Results of the pilot study are encouraging, and MEI is moving ahead with plans for a larger mid-stage trial that would provide a better sense of the overall response rate of the pracsinostat-azacitidine combo. “The two compounds seem to interfere and disrupt cancer cell metabolism,” Gold said.
Acquiring pracinostat has relieved some of the pressure on MEI to advance development of its early pipeline drugs, ME-143 and ME 344, as fast as possible, De Spain said.
The pracinostat deal also helped MEI raise $27.5 million in early November through a private stock placement.

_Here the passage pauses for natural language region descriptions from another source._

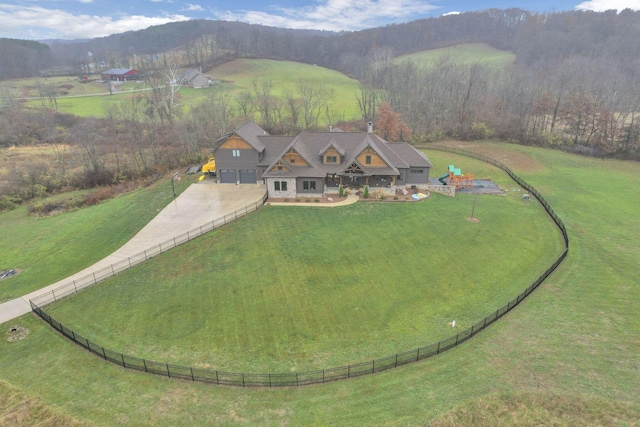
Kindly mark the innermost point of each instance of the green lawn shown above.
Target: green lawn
(304, 289)
(567, 355)
(51, 248)
(468, 53)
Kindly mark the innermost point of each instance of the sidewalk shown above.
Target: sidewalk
(198, 205)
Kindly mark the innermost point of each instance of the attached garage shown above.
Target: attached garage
(227, 176)
(248, 176)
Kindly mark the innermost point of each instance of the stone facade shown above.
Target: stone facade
(290, 192)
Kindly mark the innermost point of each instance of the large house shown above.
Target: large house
(314, 164)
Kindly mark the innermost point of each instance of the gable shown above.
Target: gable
(331, 152)
(235, 142)
(294, 158)
(279, 167)
(369, 157)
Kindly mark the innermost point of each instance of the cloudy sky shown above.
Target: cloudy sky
(73, 19)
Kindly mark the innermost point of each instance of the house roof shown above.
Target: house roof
(311, 146)
(250, 132)
(412, 156)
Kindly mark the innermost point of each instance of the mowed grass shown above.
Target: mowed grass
(468, 53)
(567, 355)
(300, 288)
(48, 249)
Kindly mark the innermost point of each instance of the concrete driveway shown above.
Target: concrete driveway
(198, 205)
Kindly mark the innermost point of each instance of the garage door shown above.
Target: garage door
(247, 176)
(227, 176)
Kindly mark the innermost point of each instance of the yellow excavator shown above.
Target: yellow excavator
(209, 170)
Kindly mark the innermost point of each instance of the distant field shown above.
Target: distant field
(285, 76)
(567, 355)
(465, 54)
(235, 77)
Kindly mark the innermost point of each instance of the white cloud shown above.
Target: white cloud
(335, 15)
(193, 8)
(41, 23)
(602, 5)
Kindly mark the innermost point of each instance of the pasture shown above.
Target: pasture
(48, 249)
(468, 53)
(89, 100)
(567, 355)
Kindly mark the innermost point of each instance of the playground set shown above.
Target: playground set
(455, 178)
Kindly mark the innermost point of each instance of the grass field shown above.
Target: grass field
(51, 248)
(235, 77)
(568, 355)
(469, 53)
(306, 289)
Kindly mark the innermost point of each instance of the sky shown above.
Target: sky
(78, 19)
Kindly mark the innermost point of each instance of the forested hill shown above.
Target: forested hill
(22, 58)
(535, 38)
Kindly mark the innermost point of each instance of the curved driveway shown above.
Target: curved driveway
(198, 205)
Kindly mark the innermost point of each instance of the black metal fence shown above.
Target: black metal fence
(324, 375)
(73, 287)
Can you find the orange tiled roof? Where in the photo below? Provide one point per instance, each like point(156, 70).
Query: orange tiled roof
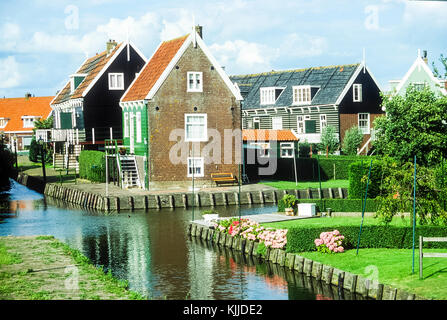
point(15, 108)
point(91, 67)
point(268, 135)
point(154, 69)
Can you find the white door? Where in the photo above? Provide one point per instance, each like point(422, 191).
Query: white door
point(132, 133)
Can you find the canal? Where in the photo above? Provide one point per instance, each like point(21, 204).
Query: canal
point(153, 252)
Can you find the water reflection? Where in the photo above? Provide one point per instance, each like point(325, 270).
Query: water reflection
point(153, 252)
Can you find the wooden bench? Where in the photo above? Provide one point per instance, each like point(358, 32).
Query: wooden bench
point(223, 178)
point(431, 254)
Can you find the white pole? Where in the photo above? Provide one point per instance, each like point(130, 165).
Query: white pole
point(294, 164)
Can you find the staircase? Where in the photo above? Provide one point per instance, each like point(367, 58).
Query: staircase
point(129, 171)
point(68, 157)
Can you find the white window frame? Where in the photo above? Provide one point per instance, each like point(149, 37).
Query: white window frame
point(287, 146)
point(138, 127)
point(26, 119)
point(3, 122)
point(116, 85)
point(276, 123)
point(357, 92)
point(300, 120)
point(256, 120)
point(204, 136)
point(200, 166)
point(197, 87)
point(302, 95)
point(126, 125)
point(323, 122)
point(364, 129)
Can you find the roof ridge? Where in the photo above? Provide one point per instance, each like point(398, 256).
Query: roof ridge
point(294, 70)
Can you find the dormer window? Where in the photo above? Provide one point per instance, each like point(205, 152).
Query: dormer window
point(357, 92)
point(3, 122)
point(75, 81)
point(28, 121)
point(303, 94)
point(116, 81)
point(269, 95)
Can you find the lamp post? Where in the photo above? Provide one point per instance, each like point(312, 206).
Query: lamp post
point(42, 155)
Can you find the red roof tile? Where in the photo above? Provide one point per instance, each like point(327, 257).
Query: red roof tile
point(154, 69)
point(15, 108)
point(268, 135)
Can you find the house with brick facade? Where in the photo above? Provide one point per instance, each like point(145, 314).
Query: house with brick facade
point(305, 101)
point(419, 75)
point(17, 116)
point(86, 110)
point(182, 116)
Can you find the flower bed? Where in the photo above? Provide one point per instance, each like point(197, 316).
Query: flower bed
point(251, 230)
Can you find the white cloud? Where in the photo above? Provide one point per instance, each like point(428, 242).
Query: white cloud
point(9, 73)
point(241, 56)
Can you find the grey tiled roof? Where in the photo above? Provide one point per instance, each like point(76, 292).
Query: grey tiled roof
point(331, 80)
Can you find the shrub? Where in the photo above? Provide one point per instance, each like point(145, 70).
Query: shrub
point(358, 176)
point(92, 165)
point(352, 140)
point(373, 236)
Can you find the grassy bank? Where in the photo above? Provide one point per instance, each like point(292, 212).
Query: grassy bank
point(392, 267)
point(44, 268)
point(284, 185)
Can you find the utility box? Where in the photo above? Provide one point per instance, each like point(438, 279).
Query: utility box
point(307, 209)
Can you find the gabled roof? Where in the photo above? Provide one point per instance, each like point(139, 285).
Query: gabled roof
point(153, 70)
point(420, 64)
point(16, 108)
point(157, 69)
point(92, 67)
point(331, 81)
point(268, 135)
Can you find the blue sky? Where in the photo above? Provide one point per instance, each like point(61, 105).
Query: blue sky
point(42, 42)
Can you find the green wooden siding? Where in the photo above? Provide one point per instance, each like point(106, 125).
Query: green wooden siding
point(140, 148)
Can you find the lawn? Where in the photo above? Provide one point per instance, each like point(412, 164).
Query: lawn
point(283, 185)
point(392, 267)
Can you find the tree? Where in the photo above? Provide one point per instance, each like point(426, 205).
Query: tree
point(413, 126)
point(329, 141)
point(352, 140)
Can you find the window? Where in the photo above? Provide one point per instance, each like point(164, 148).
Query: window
point(323, 122)
point(301, 95)
point(263, 148)
point(195, 167)
point(269, 95)
point(196, 127)
point(3, 122)
point(28, 121)
point(126, 125)
point(116, 81)
point(195, 82)
point(277, 123)
point(357, 92)
point(364, 123)
point(287, 149)
point(138, 127)
point(256, 123)
point(300, 124)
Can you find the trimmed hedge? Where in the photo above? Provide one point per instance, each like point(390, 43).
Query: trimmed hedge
point(92, 165)
point(358, 176)
point(337, 205)
point(373, 236)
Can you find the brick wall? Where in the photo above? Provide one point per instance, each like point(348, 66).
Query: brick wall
point(173, 101)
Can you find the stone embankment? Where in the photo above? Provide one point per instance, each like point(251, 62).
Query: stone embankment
point(74, 194)
point(329, 275)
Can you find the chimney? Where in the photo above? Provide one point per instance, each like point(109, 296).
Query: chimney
point(110, 45)
point(199, 31)
point(424, 56)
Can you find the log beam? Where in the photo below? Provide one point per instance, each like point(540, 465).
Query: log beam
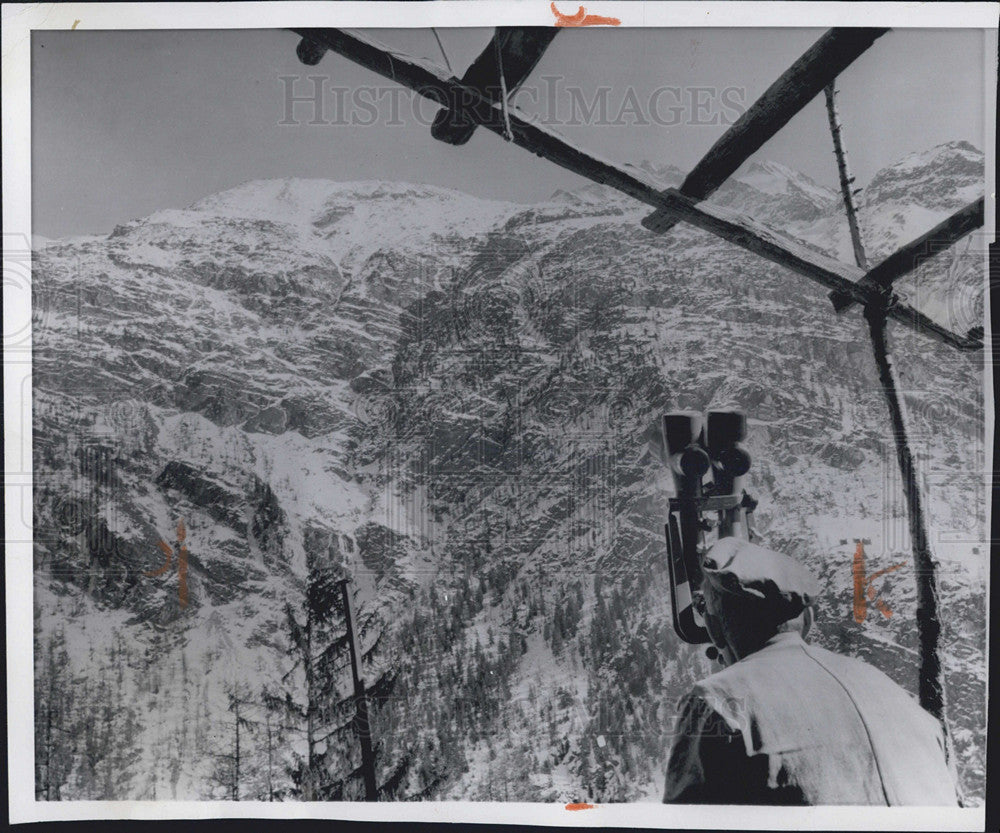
point(817, 67)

Two new investors, New Leaf Venture Partners and Vivo Ventures, led the financing, and were joined by RA Capital Management and Three Arch Opportunity Fund. (Before the deal, Gold estimated the company had previously raised a total of between $10 million and $12 million.)
Since Nov. 5, when the company disclosed the new financing, shares of MEI have risen from 39 cents a share to $1.30.
Most of the financing will go to initiating a new clinical trial of pracinostat, Gold said. The company intends to also formulate its plans to take ME-143 and ME-344 into a randomized mid-stage trial as a therapy for patients with ovarian cancer, or perhaps certain forms of breast cancer.
The progress so far helps to explain why the company is a little more willing to take the stage these days, and should make 2013 an interesting year for MEI Pharma.
Working to restore investor confidence in MEI became the key mission since 2010, said De Spain. But much now depends on Gold’s success as a turnaround CEO.
“He helped to raise more than $200 million to fund the development of Favrille’s cancer immunotherapy drug candidate,” and that equates to credibility with Wall Street, De Spain wrote in an e-mail. “He helped to usher that drug candidate from pre-clinical, to IND up through a Phase III registration trial = clinical development expertise. Unfortunately, the drug just didn’t show the clinical efficacy we’d hoped for…
“Fast forward two and a half years, and he’s managed to acquire all of the IP surrounding our drug candidates, get two INDs approved, persuade the former Head of Medical Affairs at Genentech to join us, execute two Phase I clinical trials, acquire a third clinical asset… and raise approximately $40 million in the process.”
Moving forward, De Spain and Gold say they want MEI to be like other biotech companies. They want to work on collaborating with Big Pharma partners. They want to continue presenting at conferences. It was hard to do that as Marshall Edwards. But now they’re MEI Pharma.